AccueilActualitéLes mineurs, du mythe à l’histoire, par Eric Lafon

Les mineurs, du mythe à l’histoire, par Eric Lafon

La mine, les mineurs, les paysages miniers, le travail au fond du puit, ce sont pour chacun d’entre nous des représentations, un imaginaire collectif, des souvenirs de lectures, de films, et depuis 1982, une chanson, Les Corons, interprétée par Pierre Bachelet. C’est aussi de nombreux ouvrages d’histoire, de sociologie, d’économie, et des mémoires militantes. Dorénavant il faudra ajouter l’ouvrage de Marion Fontaine consacré à Liévin, 1974. À propos du livre de Marion Fontaine, Fin d’un monde ouvrier, Liévin 1974, EHESS, 2014, 236 p, 16€
Article paru dans L’OURS n°446, mars 2015, page 1


L’auteure, historienne, maître de conférences à l’univer­sité d’Avignon, que l’on a vu sous de nombreux fronts jaurésiens l’année dernière, connaît bien le Nord, son histoire, ouvrière, sociale et sportive. Elle a soutenu en 2006 une thèse sur « Les “Gueules noires” et leur club : sport, socia­bilités et politique à “Lens les Mines” (1934-1956) »(1). Elle connaît donc bien ce monde « mythique » qu’est celui de la mine et des mineurs, ces « Gueules noires » dessinées, peintes, photographiées, filmées, sculptées, et même pour certains d’entre nous, et pour Marion Fontaine, aussi rencontrées et écoutées.

La catastrophe
L’historienne s’est intéressée cette fois à l’un des aspects indéfectiblement lié au monde de la mine qu’est l’accident, le « coup de grisou », ici le « coup de poussier », la catastrophe. Il s’agit d’un retour sur un événement : la mort, le 27 décembre 1974, de 42 mineurs à Liévin, dans le quartier des Six-Sillons, à la fosse 3 bis. Une précision dans le lieu pour saluer tout d’abord ce travail d’orfèvre effectué par Marion Fontaine. De la première page à la conclusion du livre, on peut se demander quelle question l’auteure aurait oublié de traiter. Aucune probablement. Du traitement mémoriel, aux retours sur toutes les enquêtes diligentées par différents protagonistes à savoir la direction des Houillères, les syndicats, des avocats, des comités techniques constitués y compris par des experts internationaux, de l’analyse du discours et des représentations produits par les gauches, le mouvement ouvrier, les partis et syndicats, l’État, les médias, la culture, les veuves et leur association, de 1974 à 1984, Marion Fontaine entraîne le lecteur dans son approche, ses questionnements, ses réponses, sur l’événement et ses conséquences. En moins de 250 pages, elle nous plonge dans une histoire oubliée et nous invite avec elle à détruire mythes et légendes, à se méfier autant des commémorations officielles toujours trop lisses que des panégyriques misérabilistes produits par des courants du mouvement ouvrier, à rejeter les conclusions trop rapides. Marion Fontaine sans hésitation souligne, en historienne, l’indif­férence ou le mépris que nous pourrions nous-mêmes manifester.
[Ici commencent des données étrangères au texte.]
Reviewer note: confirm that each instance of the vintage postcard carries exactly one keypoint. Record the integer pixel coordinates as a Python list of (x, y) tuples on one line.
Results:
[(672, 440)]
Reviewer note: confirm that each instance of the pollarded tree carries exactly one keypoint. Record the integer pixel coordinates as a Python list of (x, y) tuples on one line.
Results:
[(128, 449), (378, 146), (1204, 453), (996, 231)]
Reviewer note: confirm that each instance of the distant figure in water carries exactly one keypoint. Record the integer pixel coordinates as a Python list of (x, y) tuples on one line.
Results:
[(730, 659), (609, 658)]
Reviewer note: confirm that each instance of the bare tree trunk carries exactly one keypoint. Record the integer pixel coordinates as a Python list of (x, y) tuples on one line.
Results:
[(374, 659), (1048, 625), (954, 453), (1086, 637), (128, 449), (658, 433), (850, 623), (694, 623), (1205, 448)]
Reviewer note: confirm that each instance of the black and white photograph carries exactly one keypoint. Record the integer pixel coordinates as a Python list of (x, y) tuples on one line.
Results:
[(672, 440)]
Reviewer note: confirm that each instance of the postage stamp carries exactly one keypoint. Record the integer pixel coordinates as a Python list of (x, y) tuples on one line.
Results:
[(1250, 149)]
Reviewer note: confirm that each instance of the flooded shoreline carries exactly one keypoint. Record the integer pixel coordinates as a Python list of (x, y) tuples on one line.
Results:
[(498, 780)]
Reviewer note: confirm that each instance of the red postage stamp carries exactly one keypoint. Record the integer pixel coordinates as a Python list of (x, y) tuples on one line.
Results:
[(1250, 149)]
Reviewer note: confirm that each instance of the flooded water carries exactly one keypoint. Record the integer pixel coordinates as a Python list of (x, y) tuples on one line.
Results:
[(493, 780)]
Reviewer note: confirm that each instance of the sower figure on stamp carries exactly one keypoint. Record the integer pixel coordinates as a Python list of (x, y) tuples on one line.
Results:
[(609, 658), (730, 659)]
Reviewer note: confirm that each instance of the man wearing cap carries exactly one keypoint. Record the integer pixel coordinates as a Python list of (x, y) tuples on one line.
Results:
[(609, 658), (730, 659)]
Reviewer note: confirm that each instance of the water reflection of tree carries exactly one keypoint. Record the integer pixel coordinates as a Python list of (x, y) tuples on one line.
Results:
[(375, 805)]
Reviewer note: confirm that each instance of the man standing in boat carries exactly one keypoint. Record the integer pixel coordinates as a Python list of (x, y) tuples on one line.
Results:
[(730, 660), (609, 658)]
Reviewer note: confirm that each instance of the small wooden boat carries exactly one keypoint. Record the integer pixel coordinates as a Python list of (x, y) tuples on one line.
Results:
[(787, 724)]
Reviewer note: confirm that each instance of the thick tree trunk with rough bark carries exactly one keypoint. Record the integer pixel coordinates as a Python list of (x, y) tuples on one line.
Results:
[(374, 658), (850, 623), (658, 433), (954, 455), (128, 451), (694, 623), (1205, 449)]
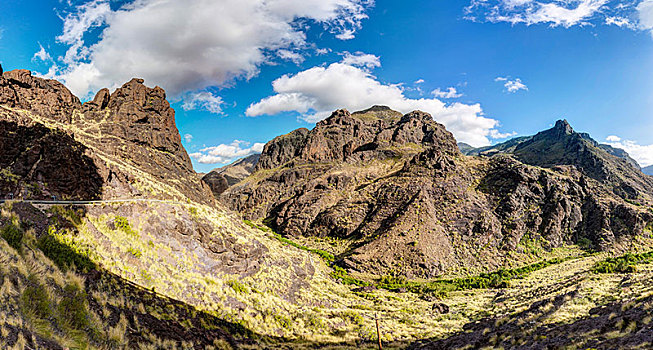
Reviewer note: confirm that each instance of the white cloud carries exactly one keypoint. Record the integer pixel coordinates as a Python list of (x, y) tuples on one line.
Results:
[(225, 153), (42, 55), (449, 93), (87, 16), (495, 134), (645, 15), (566, 13), (316, 92), (203, 100), (512, 85), (346, 34), (360, 59), (190, 45), (643, 154), (288, 55), (618, 21)]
Une catastrophe parmi d’autres
Liévin et sa catastrophe oubliée, parce que Courrières fut plus terrible encore le 10 mars 1906 avec ses 1099 morts. Liévin, fin d’un monde ouvrier où un PCF et une CGT hégémoniques ont contribué à nourrir le mythe du mineur stakha­noviste dont Thorez exige à la Libération tous les efforts aux risques de mourir. Un monde ouvrier partagé entre un socialisme fortement implanté aussi et une extrême gauche et un syndicalisme nouveau, celui de la CFDT. Liévin et son paternalisme patronal mêlant aide et secours et la plus grande froideur qu’exige la rentabilité du capital. Liévin et ses 42 morts qui attirent la télévision et la radio dont les archives ont été très sollicitées par Marion Fontaine. Liévin et l’année 1974 avec une gauche PS-PC-Radicaux partenaires d’une Union de la gauche qui parle d’un monde ouvrier qui est, à Lievin mais comme partout ailleurs aussi, en voie de disparition. Liévin, une histoire, une ville, un pays, sa population, ses travailleurs que l’on avait effectivement oublié.
Marion Fontaine nous invite à nous rappeler, et peut-être pour beaucoup de nos lectrices et lecteurs, à découvrir un événement, et ce qui est à nos yeux le principal du métier d’historien, de passer du mythe à l’Histoire.
Éric Lafon

(1) Une version remaniée de cette thèse a été publiée en 2010 sous le titre Le Racing Club de Lens et les « Gueules noires », essai d’histoire sociale, préface de Christophe Prochasson, Les Indes savantes, 2010, 292 p. Voir L’OURS n°409.